Il a donné à son peuple des rituels. Il leur a donné des fêtes liées à certaines parties de l’année et un système de sacrifice pour enseigner ses voies aux générations à venir :
Quand à l’avenir votre enfant vous demandera: « Qu’est-ce que cela signifie? » tu répondras : « C’est par la force de la main que l’Éternel nous a fait sortir d’Égypte, de la maison de servitude. Lorsque Pharaon a obstinément refusé de nous laisser partir, le Seigneur a tué tous les premiers-nés dans le pays d’Égypte, des premiers-nés humains aux premiers-nés des animaux. C’est pourquoi je sacrifie à l’Éternel tout mâle qui ouvre le premier sein, mais je rachète tout premier-né de mes fils. (Ex. 13:14-15, NRSV)
Les prières et les actions établies transmettent la foi, non comme des activités magiques qui contiennent un sens en elles-mêmes, mais comme des occasions de se souvenir. Et ces rituels ne sont pas en conflit avec des expériences profondément émotives de Dieu. Chaque psaume et chant, chaque mot de prière et de lamentation dans l’Ancien Testament, a été écrit par des Juifs imprégnés des rituels d’Israël. La relation profondément personnelle avec Dieu démontrée dans les Psaumes, Jérémie et Isaïe dément l’idée que Dieu ne valorise que l’informalité.

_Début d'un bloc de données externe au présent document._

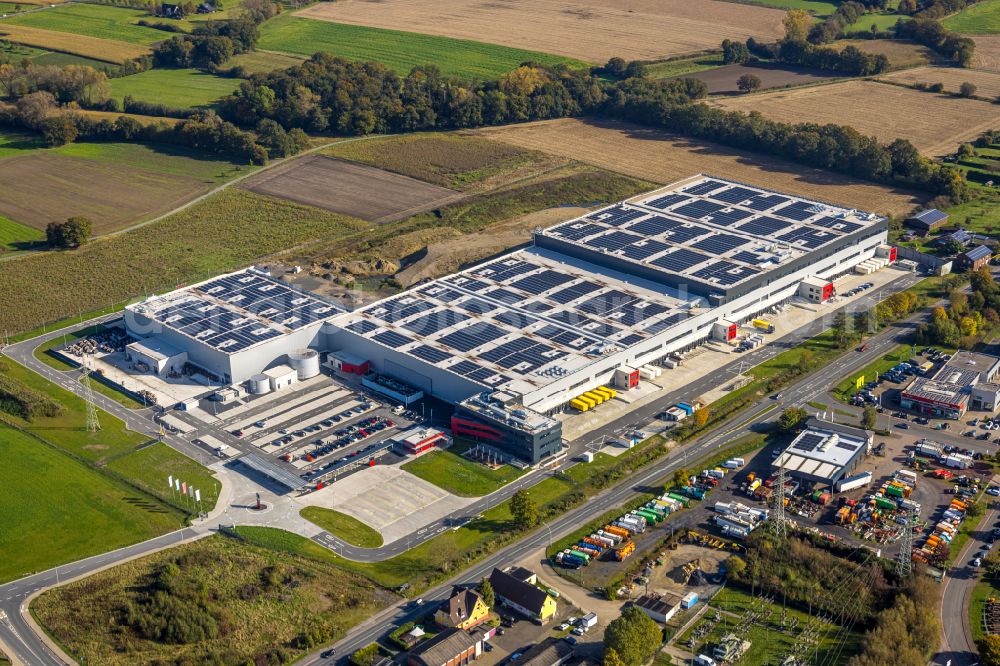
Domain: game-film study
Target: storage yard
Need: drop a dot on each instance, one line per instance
(593, 32)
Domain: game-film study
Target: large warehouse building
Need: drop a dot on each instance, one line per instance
(514, 340)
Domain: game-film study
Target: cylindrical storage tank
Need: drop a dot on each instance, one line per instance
(260, 384)
(305, 362)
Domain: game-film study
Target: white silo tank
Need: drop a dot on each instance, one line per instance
(260, 384)
(305, 362)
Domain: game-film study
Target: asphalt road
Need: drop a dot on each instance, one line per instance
(24, 644)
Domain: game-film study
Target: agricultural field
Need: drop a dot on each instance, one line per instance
(456, 161)
(722, 80)
(901, 54)
(979, 18)
(397, 50)
(460, 476)
(57, 509)
(935, 124)
(150, 466)
(229, 230)
(666, 69)
(348, 528)
(176, 88)
(987, 83)
(98, 21)
(106, 50)
(350, 189)
(589, 31)
(16, 237)
(258, 62)
(259, 605)
(987, 53)
(113, 184)
(645, 153)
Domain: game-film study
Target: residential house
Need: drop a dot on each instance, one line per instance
(521, 596)
(463, 610)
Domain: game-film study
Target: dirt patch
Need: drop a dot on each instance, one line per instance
(987, 83)
(593, 31)
(723, 79)
(41, 188)
(936, 124)
(663, 158)
(900, 53)
(459, 162)
(447, 256)
(987, 54)
(351, 189)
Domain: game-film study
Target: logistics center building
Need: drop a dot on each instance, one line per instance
(514, 340)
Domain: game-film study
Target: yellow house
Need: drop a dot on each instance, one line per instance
(464, 610)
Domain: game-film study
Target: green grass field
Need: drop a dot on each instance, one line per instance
(348, 528)
(14, 236)
(150, 466)
(177, 88)
(980, 18)
(400, 51)
(68, 431)
(459, 475)
(100, 21)
(58, 510)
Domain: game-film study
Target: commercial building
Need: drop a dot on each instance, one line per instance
(660, 607)
(522, 596)
(927, 220)
(522, 337)
(976, 258)
(233, 327)
(824, 452)
(452, 647)
(947, 393)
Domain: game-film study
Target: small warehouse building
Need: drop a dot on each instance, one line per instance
(155, 355)
(550, 652)
(947, 393)
(976, 258)
(927, 220)
(452, 647)
(522, 597)
(659, 607)
(824, 452)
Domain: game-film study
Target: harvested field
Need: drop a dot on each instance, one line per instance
(987, 55)
(591, 31)
(901, 54)
(459, 162)
(936, 124)
(987, 83)
(659, 157)
(723, 79)
(108, 50)
(441, 257)
(351, 189)
(111, 183)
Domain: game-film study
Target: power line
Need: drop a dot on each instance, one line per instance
(93, 424)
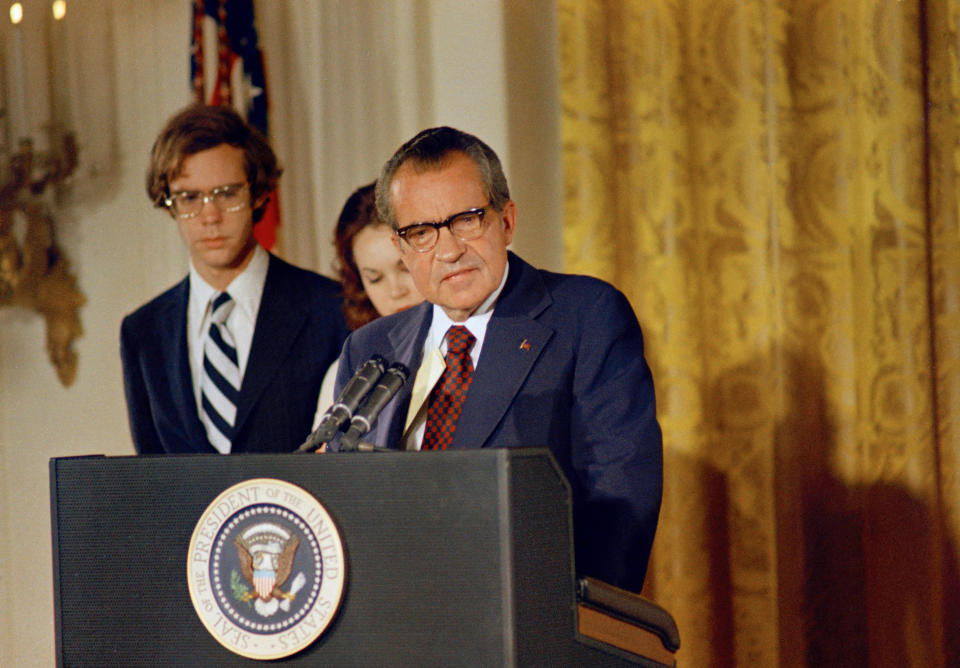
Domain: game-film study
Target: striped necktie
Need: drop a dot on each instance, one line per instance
(446, 399)
(220, 379)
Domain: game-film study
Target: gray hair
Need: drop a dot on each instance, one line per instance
(430, 149)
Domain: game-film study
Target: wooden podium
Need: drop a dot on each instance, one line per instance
(452, 558)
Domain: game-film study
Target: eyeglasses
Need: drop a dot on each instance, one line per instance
(189, 203)
(466, 226)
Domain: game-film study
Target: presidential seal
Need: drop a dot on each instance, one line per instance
(265, 569)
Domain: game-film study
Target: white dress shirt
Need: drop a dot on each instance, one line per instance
(246, 290)
(434, 349)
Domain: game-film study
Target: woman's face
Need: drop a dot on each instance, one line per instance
(384, 276)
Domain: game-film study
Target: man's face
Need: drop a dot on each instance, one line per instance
(456, 275)
(220, 243)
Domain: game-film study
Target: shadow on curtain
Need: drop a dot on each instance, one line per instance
(773, 185)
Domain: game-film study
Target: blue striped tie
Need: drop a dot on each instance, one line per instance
(220, 379)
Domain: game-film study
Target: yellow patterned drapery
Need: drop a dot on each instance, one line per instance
(774, 184)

Certains pourraient être tentés de demander : « Jésus n’est-il pas venu supprimer tous ces rituels d’adoration en esprit et en vérité (Jean 4 :24) ? La loi n’était-elle pas l’ombre des choses à venir (Col. 2:17) ? Eh bien, en quelque sorte. Le système sacrificiel et liturgique de l’Ancien Testament indiquait que le Christ était l’accomplissement de la loi. Se référer à la loi comme une ombre parle de son accomplissement en Christ. La référence aux « ombres », cependant, ne parle pas du rituel comme moyen de formation spirituelle. Cela n’élimine pas la possibilité que le rituel puisse être un moyen de rencontrer le Dieu vivant.
Les histoires et les rituels transmettent la compréhension. Jésus le savait. Au cours de sa dernière nuit avec ses disciples, il ne leur a pas fait mémoriser une prise de position sur la signification de l’Expiation ; il leur a donné un repas – un rituel avec des mots et des actions fixes qui est immédiatement entré dans la vie de l’église primitive.
C’est pourquoi Paul peut dire : « J’ai reçu du Seigneur ce que je vous ai aussi transmis : le Seigneur Jésus, la nuit où il a été livré, a pris du pain » (1 Cor. 11:23). Il se réfère aux aspects centraux de la doctrine chrétienne, comme la Résurrection et les activités rituelles, comme des choses qu’il a reçues (1 Cor. 11 :23 ; 15 :1-3).
En tant que chrétiens, donc, la piété rituelle et les doctrines apostoliques font partie de notre héritage. Cela ne signifie pas que le rituel ou même la Cène du Seigneur se limite à une technique pédagogique. Les chrétiens à travers les siècles ont soutenu que Dieu vient à notre rencontre dans et à travers des choses comme le pain et le vin de l’Eucharistie. Le Christ ne nous enseigne pas seulement sur lui-même dans la communion ; il vient à nous et nourrit le croyant fatigué. Nous pouvons avoir les deux. Le rituel est un moyen de formation spirituelle (on apprend par la répétition) et une rencontre (Dieu nous rencontre dans l’acte d’adoration et de louange dans la liturgie).
Qu’est-ce que tout cela a à voir avec le Carême et ses prières ? Les prières fixes du Carême ne sont pas une limitation à la dévotion chrétienne. Ils ne s’opposent pas à l’offre de nos propres cris sincères à Dieu. Ils sont une manière d’accepter que nous ne sommes pas les premiers à rencontrer le Dieu qui a plongé nos vies dans une glorieuse confusion. D’autres ont laissé un témoignage. Leur témoignage mérite d’être entendu.
Cet essai a été adapté de Prêté, ©2022 par Esau Daniel McCaulley. Utilisé avec la permission d’InterVarsity Press. www.ivpress.com.